Para produzir os hormônios, o organismo precisa de uma série de nutrientes, que agem com a ajuda de enzimas. Há alimentos que favorecem a produção do estrogênio. Entre eles, estão os produtos à base de soja, como o tofu e o misso, que contêm substâncias chamadas fitoestrógenos, isto é, estrógenos de origem vegetal. Acredita-se que as mulheres asiáticas sofrem muito menos com os sintomas da menopausa por causa do alto nível de soja existente na sua dieta.

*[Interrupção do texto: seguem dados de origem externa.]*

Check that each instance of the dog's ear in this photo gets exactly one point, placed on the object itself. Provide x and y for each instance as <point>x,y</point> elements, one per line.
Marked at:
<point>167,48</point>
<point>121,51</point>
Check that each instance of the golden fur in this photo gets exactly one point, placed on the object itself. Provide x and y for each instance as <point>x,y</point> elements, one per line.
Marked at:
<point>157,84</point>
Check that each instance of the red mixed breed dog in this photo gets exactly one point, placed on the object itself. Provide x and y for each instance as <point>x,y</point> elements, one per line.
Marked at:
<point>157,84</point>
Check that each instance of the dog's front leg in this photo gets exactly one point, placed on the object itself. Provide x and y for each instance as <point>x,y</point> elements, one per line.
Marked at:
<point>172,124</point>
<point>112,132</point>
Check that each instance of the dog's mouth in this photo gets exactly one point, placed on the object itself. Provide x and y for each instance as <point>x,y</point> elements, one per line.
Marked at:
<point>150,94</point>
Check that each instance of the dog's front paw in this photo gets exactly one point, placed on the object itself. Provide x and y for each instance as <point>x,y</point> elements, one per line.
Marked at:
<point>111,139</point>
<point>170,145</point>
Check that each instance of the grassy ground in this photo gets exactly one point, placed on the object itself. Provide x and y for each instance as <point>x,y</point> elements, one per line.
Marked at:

Várias pesquisas que apontam para a importância de outro hormônio, a DHEA, mostram que sua produção no organismo é favorecida por um tubérculo mexicano muito parecido com o inhame, o yam. A planta, usada no México como remédio para a tensão pré-menstrual, parece regular as flutuações hormonais que causam sintomas como ressecamento vaginal. Cápsulas de extrato de yam são vendidas no Rio por farmácias de manipulação, mas não devem ser consumidas sem receita médica.

Outros fatores parecem influenciar a DHEA. Num estudo americano, os níveis de DHEA foram medidos em 252 homens e 74 mulheres, praticantes regulares de meditação transcendental, e comparados a grupos que não praticavam a meditação. Conclusão: os níveis de DHEA eram mais altos nas mulheres de todas as idades que meditavam, mas só nos homens acima dos 40 anos. O comportamento competitivo e o estresse crônico aparentemente diminuem os níveis de DHEA.

O hormônio de crescimento, a ocitocina e a prolactina também têm efeitos sobre a atividade sexual. A prolactina, por exemplo, se eleva quando a mulher amamenta e reduz o desejo sexual. O desejo também se reduz quando diminui, a partir dos 40 anos, a produção de hormônio de crescimento.

A vontade de repor hormônios em baixa, no entanto, nem sempre deve ser transformada em prática. Como adverte o professor de farmacologia Miguel Lemos Neto, um risco do hormônio de crescimento sintético é fazer crescer os ossos do queixo, da face e também dos dedos, no chamado efeito Stallone.